Le roi saint Louis visitait, comme par un prix fait, les hôpitaux et servait les malades de ses propres mains. Saint François aimait surtout la pauvreté qu’il appelait sa dame ; saint Dominique, la prédication de laquelle son ordre a pris le nom. Saint Grégoire le Grand se plaisait à caresser les pèlerins à l’exemple du grand Abraham, et comme icelui, reçut le Roi de gloire sous la forme d’un pèlerin. Tobie s’exerçait en la charité d’ensevelir les défunts ; sainte Élisabeth, toute grande princesse qu’elle était, aimait surtout l’abjection de soi-même ; sainte Catherine de Gênes, étant devenue veuve, se dédia au service de l’hôpital. Gassien raconte qu’une dévote damoiselle, désireuse d’être exercée en la vertu de patience, recourut à saint Athanase, lequel à sa requête, mit avec elle une pauvre veuve, chagrine, colère, fâcheuse et insupportable, laquelle gourmandant perpétuellement cette dévote fille, lui donna bon sujet de pratiquer dignement la douceur et condescendance.

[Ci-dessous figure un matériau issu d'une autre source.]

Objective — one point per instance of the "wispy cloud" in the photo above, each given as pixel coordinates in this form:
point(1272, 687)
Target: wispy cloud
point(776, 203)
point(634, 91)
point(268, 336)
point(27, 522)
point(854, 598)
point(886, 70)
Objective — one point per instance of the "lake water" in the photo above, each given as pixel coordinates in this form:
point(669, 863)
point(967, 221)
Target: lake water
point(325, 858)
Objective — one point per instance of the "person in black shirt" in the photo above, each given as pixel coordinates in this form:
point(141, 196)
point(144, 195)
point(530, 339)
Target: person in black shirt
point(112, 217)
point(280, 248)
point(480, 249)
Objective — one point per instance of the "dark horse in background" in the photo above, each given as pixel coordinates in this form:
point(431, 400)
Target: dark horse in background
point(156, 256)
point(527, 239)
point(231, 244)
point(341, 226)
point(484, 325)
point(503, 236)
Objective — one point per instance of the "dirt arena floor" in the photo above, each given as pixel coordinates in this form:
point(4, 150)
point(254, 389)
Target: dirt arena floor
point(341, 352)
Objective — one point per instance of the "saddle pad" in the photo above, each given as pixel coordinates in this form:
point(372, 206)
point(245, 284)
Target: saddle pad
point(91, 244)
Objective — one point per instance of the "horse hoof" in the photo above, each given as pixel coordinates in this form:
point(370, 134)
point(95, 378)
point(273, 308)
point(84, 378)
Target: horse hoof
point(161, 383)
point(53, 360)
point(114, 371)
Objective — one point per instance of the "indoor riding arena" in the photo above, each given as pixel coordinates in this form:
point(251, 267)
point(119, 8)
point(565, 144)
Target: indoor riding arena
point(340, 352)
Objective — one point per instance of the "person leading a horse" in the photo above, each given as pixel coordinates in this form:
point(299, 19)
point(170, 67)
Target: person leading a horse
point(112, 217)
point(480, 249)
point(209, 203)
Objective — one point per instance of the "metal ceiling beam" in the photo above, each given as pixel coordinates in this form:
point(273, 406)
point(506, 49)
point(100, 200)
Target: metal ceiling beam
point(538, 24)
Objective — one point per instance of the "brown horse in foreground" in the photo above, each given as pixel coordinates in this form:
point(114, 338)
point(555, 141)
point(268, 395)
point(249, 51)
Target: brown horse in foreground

Ainsi entre les serviteurs de Dieu, les uns s’adonnent à servir les malades, les autres à secourir les pauvres, les autres à procurer l’avancement de la doctrine chrétienne entre les petits enfants, les autres à ramasser les âmes perdues et égarées, les autres à parer les églises et orner les autels, et les autres à moyenner la paix et concorde entre les hommes. En quoi ils imitent les brodeurs qui, sur divers fonds, couchent en belle variété les soies, l’or et l’argent pour en faire toutes sortes de fleurs ; car ainsi ces âmes pieuses qui entreprennent quelque particulier exercice de dévotion, se servent d’icelui comme d’un fonds pour leur broderie spirituelle, sur lequel elles pratiquent la variété de toutes les autres vertus, tenant en cette sorte leurs actions et affections mieux unies et rangées par le rapport qu’elles en font à leur exercice principal, et font ainsi paraître leur esprit

En son beau vêtement de drap d’or recamé,
Et d’ouvrages divers à l’aiguille semé.

Quand nous sommes combattus de quelque vice, il faut, tant qu’il nous est possible, embrasser la pratique de la vertu contraire, rapportant les autres à icelle ; car par ce moyen nous vaincrons notre ennemi et ne laisserons pas de nous avancer en toutes les vertus. Si je suis combattu par l’orgueil ou par la colère, il faut qu’en toute chose je me penche et plie du côté de l’humilité et de la douceur, et qu’à cela je fasse servir les autres exercices de l’oraison, des sacrements, de la prudence, de la constance, de la sobriété. Car, comme les sangliers pour aiguiser leurs défenses les frottent et fourbissent avec leurs autres dents, lesquelles réciproquement en demeurent toutes fort affilées et tranchantes, ainsi l’homme vertueux ayant entrepris de se perfectionner en la vertu de laquelle il a plus de besoin pour sa défense, il la doit limer et affiler par l’exercice des autres vertus, lesquelles en affinant celle-là, en deviennent toutes plus excellentes et mieux polies ; comme il advint à Job, qui s’exerçant particulièrement en la patience, contre tant de tentations desquelles il fut agité, devint parfaitement saint et vertueux en toutes sortes de vertus. Ains il est arrivé. comme dit saint Grégoire Nazianzène, que par une seule action de quelque vertu, bien et parfaitement exercée, une personne a atteint au comble des vertus, alléguant ahab, laquelle, ayant exactement pratiqué l'office d’hospitalité, parvint à une gloire suprême ; mais cela s’entend quand telle action se fait excellemment, avec grande ferveur et charité.

  1. Au sens vieilli de : qui fait figure, qui a de l’apparence.